«Nous avons un accord commercial entre les deux plus grandes économies du monde, et c'est un gros problème», a-t-elle déclaré.
«C'est une affaire énorme. Cela apportera de la stabilité. Cela apportera une prévisibilité.»
Trump menaçait d'imposer un tarif de 30% à moins que l'UE n'ait accepté un accord avant ce vendredi, ce qui a incité les dirigeants européens à se préparer à riposter avec leurs propres obstacles commerciaux sur les produits américains. Cette option a cependant été abandonnée dans la décision d'accepter l'accord dimanche.
Bien que le taux de tarif de 15% soit meilleur que la menace déclarée de Trump, il s'agit d'une forte augmentation par rapport au taux de tarif moyen de 4,5% appliqué aux produits de l'UE avant le retour de Trump en tant que président en janvier. Cela laisse Von Der Leyen exposé à la critique qu'elle a cédé à Trump.
Dans un signe de pression sur l'industrie européenne, Volkswagen a révélé vendredi que les tarifs américains avaient coûté à l'entreprise 1,3 milliard d'euros – environ 2,3 milliards de dollars – au cours des six premiers mois de l'année. La société a déclaré une baisse de 29% du bénéfice d'exploitation, des prévisions d'analystes manquantes.
L'Europe risque également un coup économique de la pression de Trump sur les géants américains de l'industrie pour investir davantage à la maison.

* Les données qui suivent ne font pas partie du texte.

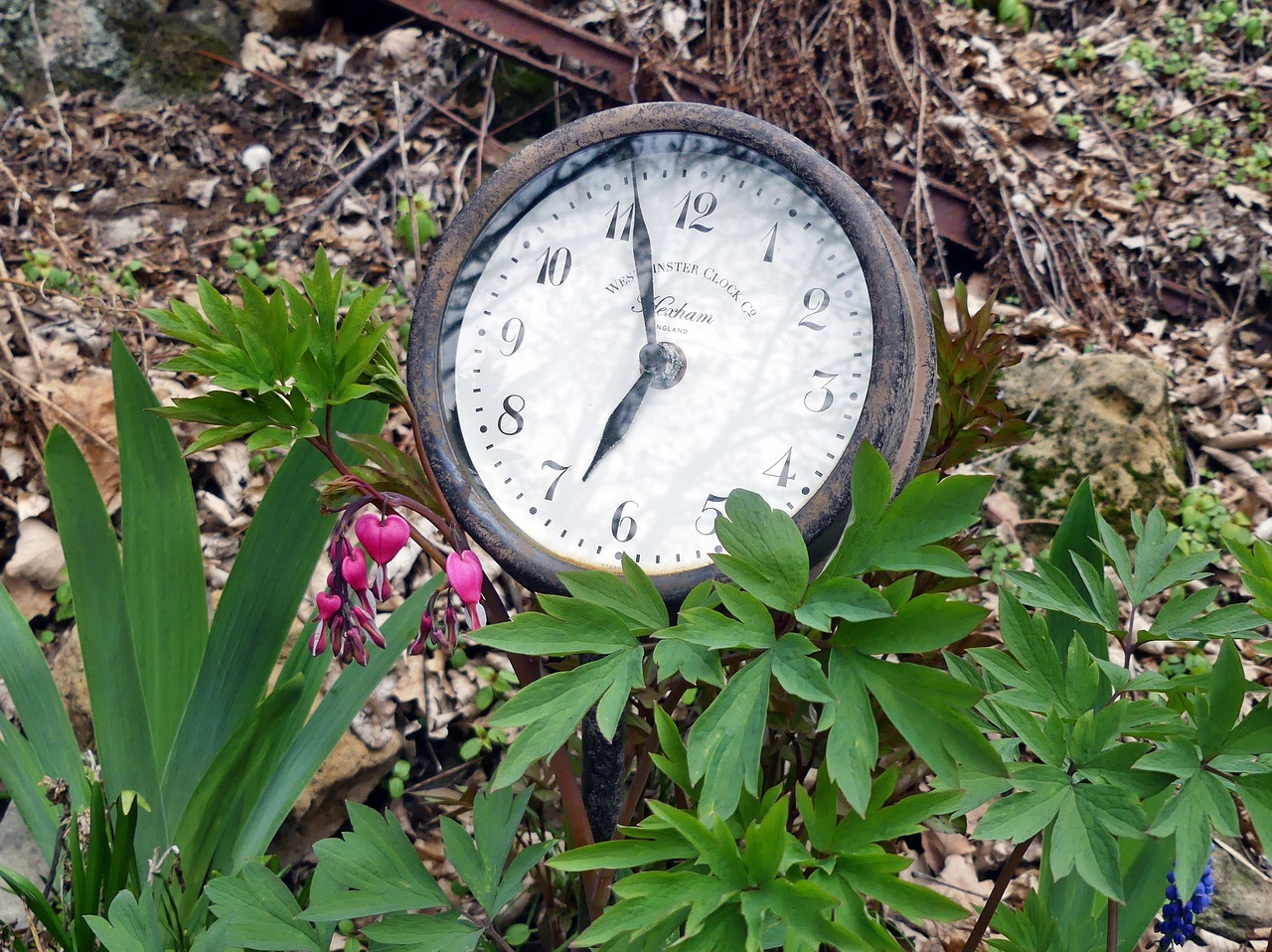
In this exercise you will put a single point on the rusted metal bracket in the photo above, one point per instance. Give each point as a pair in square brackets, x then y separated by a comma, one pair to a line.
[603, 67]
[514, 28]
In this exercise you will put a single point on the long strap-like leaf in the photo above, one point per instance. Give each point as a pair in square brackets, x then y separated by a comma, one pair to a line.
[323, 729]
[119, 716]
[255, 610]
[39, 703]
[163, 566]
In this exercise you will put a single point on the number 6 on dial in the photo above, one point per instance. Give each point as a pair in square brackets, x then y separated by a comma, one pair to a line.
[692, 300]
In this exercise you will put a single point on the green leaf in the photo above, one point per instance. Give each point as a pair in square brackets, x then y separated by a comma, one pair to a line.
[132, 925]
[799, 674]
[551, 708]
[443, 932]
[623, 855]
[224, 796]
[695, 663]
[163, 564]
[631, 596]
[923, 624]
[875, 874]
[716, 846]
[766, 553]
[1224, 701]
[255, 611]
[929, 708]
[570, 626]
[900, 536]
[713, 629]
[725, 741]
[1084, 835]
[33, 898]
[830, 598]
[313, 742]
[376, 869]
[95, 571]
[40, 710]
[675, 758]
[261, 912]
[1041, 792]
[853, 744]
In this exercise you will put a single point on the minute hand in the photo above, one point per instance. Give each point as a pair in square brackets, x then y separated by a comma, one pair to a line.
[644, 254]
[620, 420]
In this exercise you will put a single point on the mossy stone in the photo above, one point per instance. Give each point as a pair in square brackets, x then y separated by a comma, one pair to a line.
[1100, 415]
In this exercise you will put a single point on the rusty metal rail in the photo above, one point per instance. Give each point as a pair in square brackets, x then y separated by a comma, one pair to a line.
[516, 30]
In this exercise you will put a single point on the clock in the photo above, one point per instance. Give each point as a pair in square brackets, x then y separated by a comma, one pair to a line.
[646, 309]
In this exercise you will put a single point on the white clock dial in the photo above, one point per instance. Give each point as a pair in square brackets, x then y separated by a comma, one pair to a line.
[755, 284]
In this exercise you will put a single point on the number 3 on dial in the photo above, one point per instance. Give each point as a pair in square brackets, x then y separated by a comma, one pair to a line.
[623, 321]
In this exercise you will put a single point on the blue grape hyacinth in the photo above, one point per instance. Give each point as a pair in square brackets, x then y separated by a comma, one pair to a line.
[1178, 916]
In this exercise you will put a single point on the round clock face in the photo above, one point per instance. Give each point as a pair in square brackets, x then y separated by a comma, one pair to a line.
[634, 327]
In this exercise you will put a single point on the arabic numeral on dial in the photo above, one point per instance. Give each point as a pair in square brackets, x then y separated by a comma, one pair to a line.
[784, 474]
[771, 237]
[513, 406]
[556, 266]
[621, 222]
[559, 471]
[513, 335]
[710, 513]
[816, 300]
[623, 527]
[701, 204]
[819, 398]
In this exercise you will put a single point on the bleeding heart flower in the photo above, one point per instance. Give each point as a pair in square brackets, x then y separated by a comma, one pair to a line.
[382, 539]
[327, 604]
[463, 571]
[354, 570]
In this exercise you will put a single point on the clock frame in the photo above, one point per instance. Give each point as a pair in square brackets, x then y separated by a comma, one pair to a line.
[897, 408]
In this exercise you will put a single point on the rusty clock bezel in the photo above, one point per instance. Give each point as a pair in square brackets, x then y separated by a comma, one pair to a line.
[897, 410]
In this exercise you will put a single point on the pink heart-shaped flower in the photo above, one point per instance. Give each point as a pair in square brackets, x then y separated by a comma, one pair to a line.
[382, 539]
[354, 571]
[327, 604]
[463, 571]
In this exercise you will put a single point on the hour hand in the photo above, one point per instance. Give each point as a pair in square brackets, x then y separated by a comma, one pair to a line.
[621, 420]
[644, 254]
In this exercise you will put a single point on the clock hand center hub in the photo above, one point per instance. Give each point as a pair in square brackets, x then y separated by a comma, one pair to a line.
[666, 362]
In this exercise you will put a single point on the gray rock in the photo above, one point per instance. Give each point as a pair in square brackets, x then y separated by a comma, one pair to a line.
[107, 44]
[18, 852]
[1099, 415]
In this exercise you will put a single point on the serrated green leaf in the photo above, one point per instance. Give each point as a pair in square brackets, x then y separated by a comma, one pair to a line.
[799, 674]
[923, 624]
[853, 743]
[377, 869]
[631, 596]
[764, 552]
[725, 741]
[553, 707]
[830, 598]
[261, 912]
[900, 536]
[694, 662]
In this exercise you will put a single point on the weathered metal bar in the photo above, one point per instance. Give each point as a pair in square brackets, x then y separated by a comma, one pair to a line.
[613, 76]
[554, 36]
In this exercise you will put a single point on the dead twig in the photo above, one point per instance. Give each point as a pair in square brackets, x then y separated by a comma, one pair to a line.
[16, 307]
[289, 245]
[65, 413]
[49, 80]
[1241, 471]
[258, 74]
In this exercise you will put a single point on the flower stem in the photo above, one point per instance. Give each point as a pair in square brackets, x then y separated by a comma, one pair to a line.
[1000, 887]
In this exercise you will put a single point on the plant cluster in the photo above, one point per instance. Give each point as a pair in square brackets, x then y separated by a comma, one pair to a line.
[776, 724]
[1207, 524]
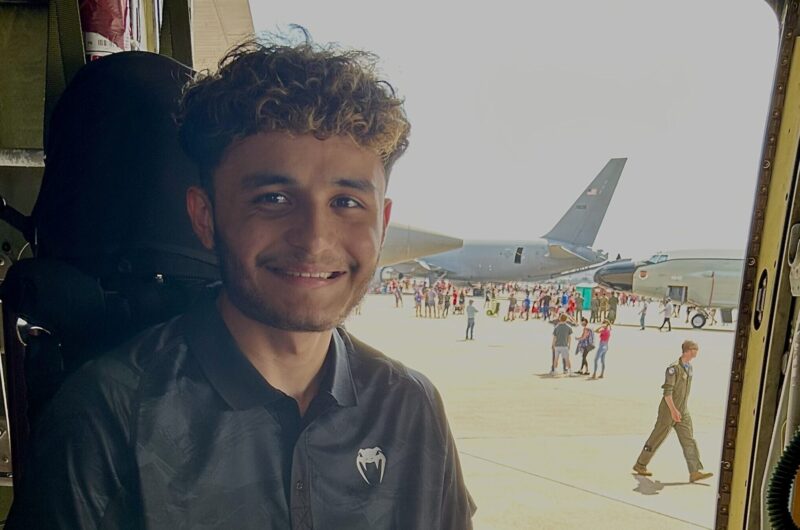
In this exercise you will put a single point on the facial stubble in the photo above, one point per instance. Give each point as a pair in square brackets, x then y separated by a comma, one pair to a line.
[243, 292]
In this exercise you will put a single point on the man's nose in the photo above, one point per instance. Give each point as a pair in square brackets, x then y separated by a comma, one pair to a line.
[313, 229]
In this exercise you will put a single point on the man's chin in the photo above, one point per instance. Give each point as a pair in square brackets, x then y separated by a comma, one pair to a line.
[296, 321]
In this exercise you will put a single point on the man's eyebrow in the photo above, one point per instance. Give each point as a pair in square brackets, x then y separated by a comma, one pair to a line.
[258, 180]
[357, 184]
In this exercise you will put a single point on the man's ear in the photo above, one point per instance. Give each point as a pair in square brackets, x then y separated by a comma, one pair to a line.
[387, 214]
[201, 213]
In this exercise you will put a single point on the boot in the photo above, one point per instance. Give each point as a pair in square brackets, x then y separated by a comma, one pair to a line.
[694, 476]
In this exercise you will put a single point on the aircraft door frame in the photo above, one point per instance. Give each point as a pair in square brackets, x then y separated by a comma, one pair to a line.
[766, 306]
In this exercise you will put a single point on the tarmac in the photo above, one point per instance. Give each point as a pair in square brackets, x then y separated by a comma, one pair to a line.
[539, 451]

Le géant de la technologie Intel a supprimé des plans pour construire de nouvelles usines de fabrication de puces de silicium en Pologne et en Allemagne.
Les consommateurs américains encouriront les tarifs en payant des prix plus élevés pour les voitures européennes, le vin, le fromage, les autres produits agricoles et les produits manufacturés, mais les meilleurs conseillers de Trump comptent sur la politique visant à augmenter les revenus publiques.
Le secrétaire américain au commerce, Howard Lutnick, a déclaré à Fox News dimanche aux États-Unis que les revenus pourraient valoir 1 billion de dollars sur une décennie.
« Ce qui va se passer, c'est que très peu de produits vont réellement passer en prix », a-t-il déclaré.
Les économistes ont toutefois averti que les tarifs augmentent les prix des clients parce que l'impost est appliqué par les gouvernements sur les produits, laissant les producteurs avec quelques façons de couvrir le coût supplémentaire.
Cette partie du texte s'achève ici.